Ambiente, Economia

L’Algeria verso la decarbonizzazione. Occasione da non perdere per gli europei che firmano con Sonatrach due accordi sull’idrogeno verde

La compagnia petrolifera e del gas statale algerina Sonatrach ha firmato martedì due memorandum d’intesa (MoU) volti ad aumentare la produzione e, di conseguenza, l’esportazione di idrogeno verde.

Il primo protocollo d’intesa, firmato insieme all’algerina Sonelgaz, alla tedesca VNG, all’austriaca VERBUND Green Hydrogen e alle italiane Snam e SeaCorridor, prevede un piano multilaterale per esportare idrogeno verde dall’Algeria in vari paesi europei.  

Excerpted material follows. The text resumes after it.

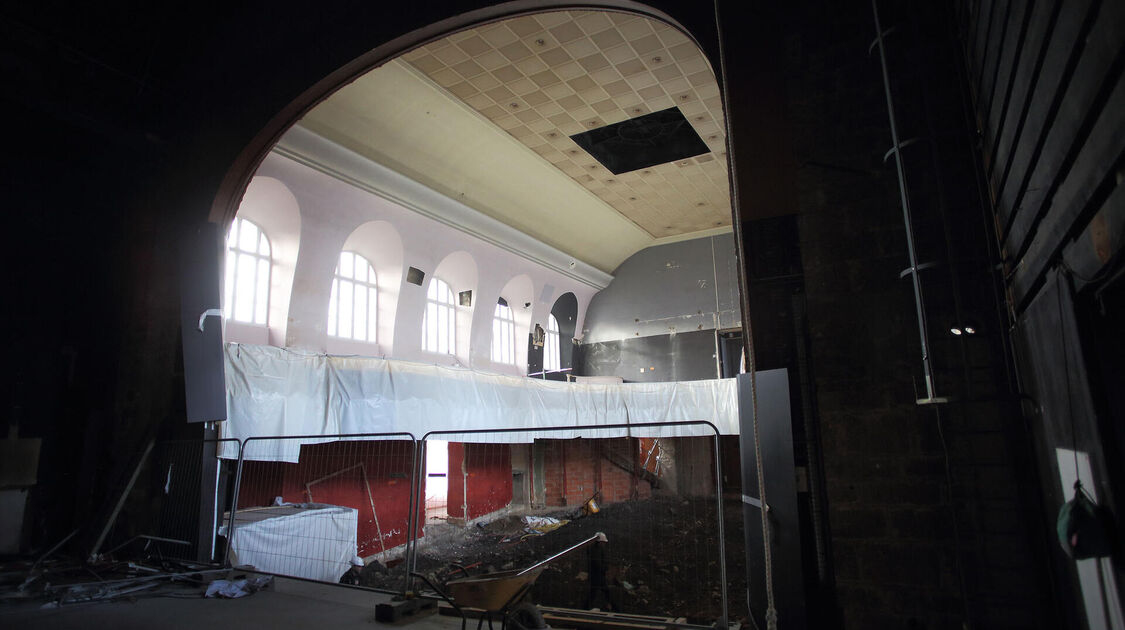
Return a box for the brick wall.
[765,2,1050,628]
[542,438,653,506]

Il progetto “consentirà alle parti di esaminare congiuntamente l’opportunità di implementare un progetto multi-stakeholder integrato, lungo l’intera catena del valore dell’idrogeno verde, tramite il corridoio SouthH2”, ha affermato Sonatrach in un comunicato stampa.

Se il progetto ricevesse il via libera, fornirebbe idrogeno verde ai mercati europei attraverso il corridoio SoutH2, un gasdotto per l’idrogeno lungo 3.300 chilometri che collegherebbe Nord Africa, Italia, Austria e Germania, partendo dalla costa tunisina e arrivando in Baviera, nella Germania meridionale.

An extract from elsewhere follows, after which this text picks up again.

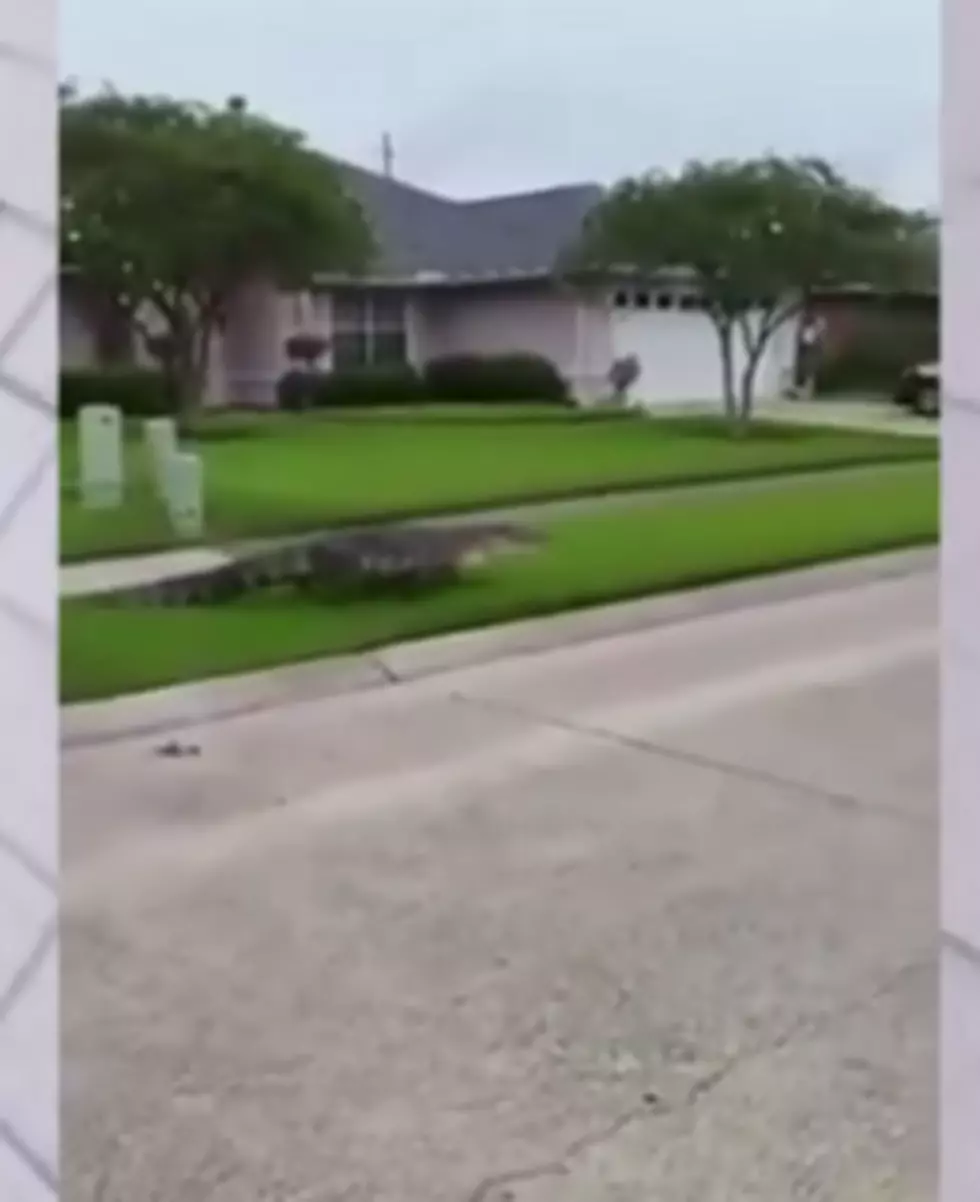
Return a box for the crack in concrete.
[449,692,938,831]
[465,956,936,1202]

Il secondo MoU è stato firmato insieme alla multinazionale spagnola di petrolio e gas, CEPSA, e riguarda l’esplorazione e lo sviluppo di un impianto di elettrolisi dell’idrogeno in Algeria. L’idrogeno verde viene prodotto tramite elettrolisi dell’acqua, un processo che scinde l’acqua in idrogeno e ossigeno.

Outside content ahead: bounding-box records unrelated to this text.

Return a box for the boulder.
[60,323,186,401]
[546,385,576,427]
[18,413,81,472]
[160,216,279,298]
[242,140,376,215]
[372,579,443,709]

L’impianto comprenderà “impianti solari ed eolici per fornire energia rinnovabile agli elettrolizzatori, un impianto di produzione di metanolo e/o ammoniaca verde”, ha affermato Sonatrach. 

In base ai termini del MoU, il progetto di Sonatrach e CEPSA consisterebbe in due fasi: la prima uno studio di fattibilità e la seconda sviluppo e costruzione. Il potenziale progetto algerino-spagnolo potrebbe indicare progressi nelle relazioni tra i due paesi, che sono state tese dopo che la Spagna ha indicato il suo sostegno al piano del Marocco per il Sahara Occidentale nel 2022. Dopo il sostegno di Madrid al Marocco, Algeri ha sospeso un trattato di amicizia di venti anni, ma nel 2023 i due hanno fatto un altro passo avanti dopo che l’Algeria ha nominato un ambasciatore in Spagna dopo 19 mesi di vacanza. La fragile relazione politica tra i due paesi non si riflette tuttavia nelle loro relazioni economiche; nel 2023 l’Algeria era il principale fornitore di gas naturale della Spagna.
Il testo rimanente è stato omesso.